One of the few excitements of winter in Chicago is tracing twisting lines on the hoods of cars during the first snowfall. Thicker than the stroke of an individual finger but thinner than a banister railing, J. Michael Ford’s five conduit sculptures mimic this playful off-handed logic. This series of works at Andrew Rafacz rear gallery are highly finished and without the trace of their making processes. The labor involved is poeticized in part by the accompanying press release:
“These little human touches are so like labor. It’s hard work and really sweaty to bend that pipe: there is no lackadaisical work. I heard you can’t bend them back to straight, ever, because human perfection is limited and repeat stress snaps joints and the human will.”
Though the pipes are presumably hollow, their interiors cannot be seen as they are sealed at the ends with either smooth or sharp points. The color of the pipes flawless semi-gloss surface situates itself snugly in a well-known digital realm of tidy pastel photographs, smooth Judd sculptures, and weightless Macintosh products. These are photogenic bodies, both sensual and shy they mask their attempt to charm us.

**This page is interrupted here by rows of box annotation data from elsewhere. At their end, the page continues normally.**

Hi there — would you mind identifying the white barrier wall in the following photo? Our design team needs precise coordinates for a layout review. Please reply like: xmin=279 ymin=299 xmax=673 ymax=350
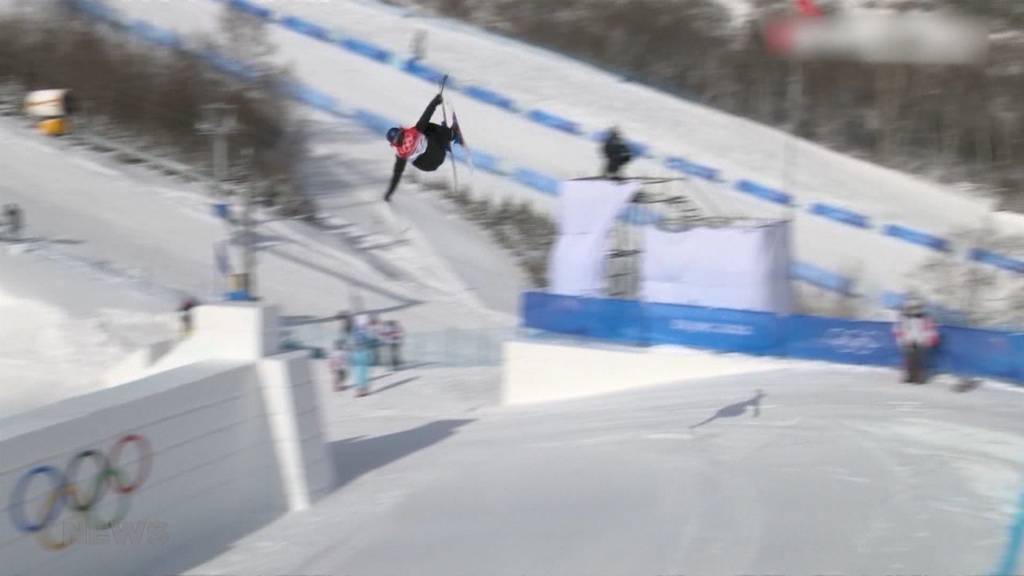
xmin=0 ymin=305 xmax=333 ymax=576
xmin=502 ymin=341 xmax=769 ymax=405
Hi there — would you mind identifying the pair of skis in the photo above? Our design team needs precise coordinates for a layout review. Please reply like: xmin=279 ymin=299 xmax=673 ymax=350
xmin=439 ymin=74 xmax=476 ymax=193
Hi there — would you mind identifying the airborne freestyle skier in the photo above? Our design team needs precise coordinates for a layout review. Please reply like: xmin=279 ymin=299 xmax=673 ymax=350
xmin=384 ymin=93 xmax=462 ymax=202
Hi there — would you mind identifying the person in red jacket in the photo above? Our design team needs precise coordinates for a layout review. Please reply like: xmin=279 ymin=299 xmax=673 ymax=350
xmin=893 ymin=298 xmax=939 ymax=384
xmin=384 ymin=94 xmax=462 ymax=202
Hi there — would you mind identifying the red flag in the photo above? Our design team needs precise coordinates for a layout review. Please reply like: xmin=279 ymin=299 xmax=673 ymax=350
xmin=796 ymin=0 xmax=823 ymax=17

Ford’s sculptures riff on a “cabinet of curiosities” model, following a two-part system of making which today is commonplace. The artist erects a structure that takes up space like furniture (the cabinet) and engages the both the architecture of the room and the viewer’s body. This platform holds smaller objects presented for examination (the curiosities). Ford’s work Real Love consists of these two parts; the conduit pipe stands alone as a vertical structure that beckons the viewer inward to inspect its object, a pendant on a gold chain. As is the case with Ford’s work, these small objects often carry a cultural and emotional weight which counterbalances the physical and visual weight of the larger pedestal that frames them. Ford eliminates any right angles and reduces his structure to a single line in space. Though the curvy pipe forms have a fleeting bodily quality, their most fundamental function is to mark space and to highlight their curious objects. The dynamic combination of the spacious metal structures with the miniature objects facilitates both distant and intimate viewing experiences.

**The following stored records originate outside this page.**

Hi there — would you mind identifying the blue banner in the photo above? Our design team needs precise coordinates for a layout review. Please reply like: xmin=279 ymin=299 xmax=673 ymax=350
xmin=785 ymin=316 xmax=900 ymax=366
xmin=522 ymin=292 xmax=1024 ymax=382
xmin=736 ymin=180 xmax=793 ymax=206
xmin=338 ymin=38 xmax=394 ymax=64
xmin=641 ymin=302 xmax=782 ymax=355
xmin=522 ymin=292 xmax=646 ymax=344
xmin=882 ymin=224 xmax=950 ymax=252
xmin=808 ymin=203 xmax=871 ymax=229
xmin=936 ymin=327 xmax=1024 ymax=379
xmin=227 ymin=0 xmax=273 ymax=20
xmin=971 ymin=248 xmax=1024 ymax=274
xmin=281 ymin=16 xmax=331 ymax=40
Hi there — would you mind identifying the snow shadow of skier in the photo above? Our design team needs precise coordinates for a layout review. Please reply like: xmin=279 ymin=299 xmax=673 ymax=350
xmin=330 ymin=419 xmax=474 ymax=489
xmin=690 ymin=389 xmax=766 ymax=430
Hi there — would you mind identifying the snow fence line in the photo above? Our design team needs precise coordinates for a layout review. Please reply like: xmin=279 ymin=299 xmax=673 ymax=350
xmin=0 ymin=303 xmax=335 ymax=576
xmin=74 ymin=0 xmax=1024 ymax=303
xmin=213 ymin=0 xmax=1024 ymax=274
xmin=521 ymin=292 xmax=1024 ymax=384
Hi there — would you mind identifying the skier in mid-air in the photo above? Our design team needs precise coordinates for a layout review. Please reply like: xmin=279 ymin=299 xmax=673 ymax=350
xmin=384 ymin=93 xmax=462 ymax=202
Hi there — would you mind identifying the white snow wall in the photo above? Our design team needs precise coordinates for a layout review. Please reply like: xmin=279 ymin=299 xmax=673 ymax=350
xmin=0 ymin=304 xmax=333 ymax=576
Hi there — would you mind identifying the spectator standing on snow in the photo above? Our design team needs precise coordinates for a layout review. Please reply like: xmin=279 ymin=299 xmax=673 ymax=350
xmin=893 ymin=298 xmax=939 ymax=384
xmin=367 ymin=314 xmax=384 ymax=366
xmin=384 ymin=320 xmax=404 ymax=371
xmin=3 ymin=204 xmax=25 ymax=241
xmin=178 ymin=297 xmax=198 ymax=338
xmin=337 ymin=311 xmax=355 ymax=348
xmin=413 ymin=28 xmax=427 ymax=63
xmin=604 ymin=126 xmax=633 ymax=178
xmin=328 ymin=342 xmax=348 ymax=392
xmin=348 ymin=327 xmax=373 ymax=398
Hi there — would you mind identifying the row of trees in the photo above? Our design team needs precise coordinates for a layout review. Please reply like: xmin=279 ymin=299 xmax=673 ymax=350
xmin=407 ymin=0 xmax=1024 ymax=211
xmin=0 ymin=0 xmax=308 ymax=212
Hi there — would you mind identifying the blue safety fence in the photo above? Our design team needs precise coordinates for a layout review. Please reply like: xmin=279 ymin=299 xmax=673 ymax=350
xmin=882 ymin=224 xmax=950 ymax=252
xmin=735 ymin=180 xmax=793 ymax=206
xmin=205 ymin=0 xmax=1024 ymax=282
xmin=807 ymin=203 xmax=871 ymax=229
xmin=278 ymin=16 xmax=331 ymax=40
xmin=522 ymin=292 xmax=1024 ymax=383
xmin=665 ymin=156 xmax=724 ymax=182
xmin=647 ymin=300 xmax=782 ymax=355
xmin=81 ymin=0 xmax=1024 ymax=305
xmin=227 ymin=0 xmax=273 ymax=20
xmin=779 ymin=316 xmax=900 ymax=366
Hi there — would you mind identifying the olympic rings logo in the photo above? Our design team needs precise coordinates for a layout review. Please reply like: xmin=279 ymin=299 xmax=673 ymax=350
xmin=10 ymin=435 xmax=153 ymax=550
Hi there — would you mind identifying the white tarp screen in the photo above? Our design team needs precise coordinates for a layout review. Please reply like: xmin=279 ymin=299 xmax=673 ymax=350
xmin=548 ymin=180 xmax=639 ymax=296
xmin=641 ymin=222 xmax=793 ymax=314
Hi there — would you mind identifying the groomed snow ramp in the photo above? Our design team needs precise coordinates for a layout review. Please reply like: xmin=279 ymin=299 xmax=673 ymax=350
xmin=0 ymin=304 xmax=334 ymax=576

Ford’s method of making also translates well to photographs. While physically in the gallery, the viewer actively navigates the works becoming aware of their limbs; in photographs, the sculptures shift effortlessly to a two-dimensional plane and at both scales, distant and intimate, the work becomes a series of flat icons floating against a white backdrop. The works photogenic quality suggests the artists consideration of the large audience that will only experience the work online. The relationship between objects and the internet in contemporary practice is called to mind. How does an object maker think about form and space knowing their work will be viewed as flat backlit photographs? Through photographs, the sculptures can be quickly digested by a collector or curator. There is nothing left hidden, there is no confusion or excess.
The four small tokens adorning the poles at various heights present themselves like little gifts: a silver chain with a diamond cross drapes about our earlobes; a bellybutton ring rests level with the viewer’s navel; a heart shaped pendant with a photo of a young Michael Jackson hangs low so we kneel for a closer look. These three tokens have an intimate relationship with skin: a necklace articulates the shape of one’s clavicles; a piercing draws our attention to the depth of a navel, and a pendant lays on the wrist where a doctor might measure your heartbeat with the second hand of their watch. The final token, a sleek black and gold dart, breaks this logic abruptly. It is the largest of all four and the only one which does not decorate the body or touch its pipe counterpart. Though darts are fiddled with much like a cross, ring or pendant, the game of throwing introduces an attempt and challenge found nowhere else in the exhibition. Stuck above where it’s absent board would rest, it has missed its target. The title of this sculpture, At first sight, highlights the social relationship between the implied players drawing a connection between the thump of the dart piercing the wall and the way one must feel the impact of “love at first sight.”
All four curious objects are iconic and presented with equal value. Though these objects contain their own cultural histories and political burdens, this content is not emphasized or explored with depth. The cross, the most charged and pervasive symbol in the room, plays the same role as the belly button ring alluding to intimacy and interpersonal connections. The titles of the works – Cry baby, At first sight, Do no wrong, Real love, and Yours and mine – also point in this direction, privileging the implied relationship between the people which revolve around them. Real love includes the Michael Jackson charm that is used for its immediately recognizable sentimentality. Along with the titles, the charm situates the show in a hazy place in contemporary youth culture where sincerity and irony, nostalgia and narcissism become tangled and undifferentiated. Perhaps it is a similarly hazy space that exists between his relationships that Ford aims to capture with his practice. Nevertheless, the works the seem unconcerned with fully articulating the sensations of desire and melancholy that they conjure up, instead, the sculptures lightly extend a hand, beckoning the viewer inward to indulge in their tableaus of unverbalized intimacy.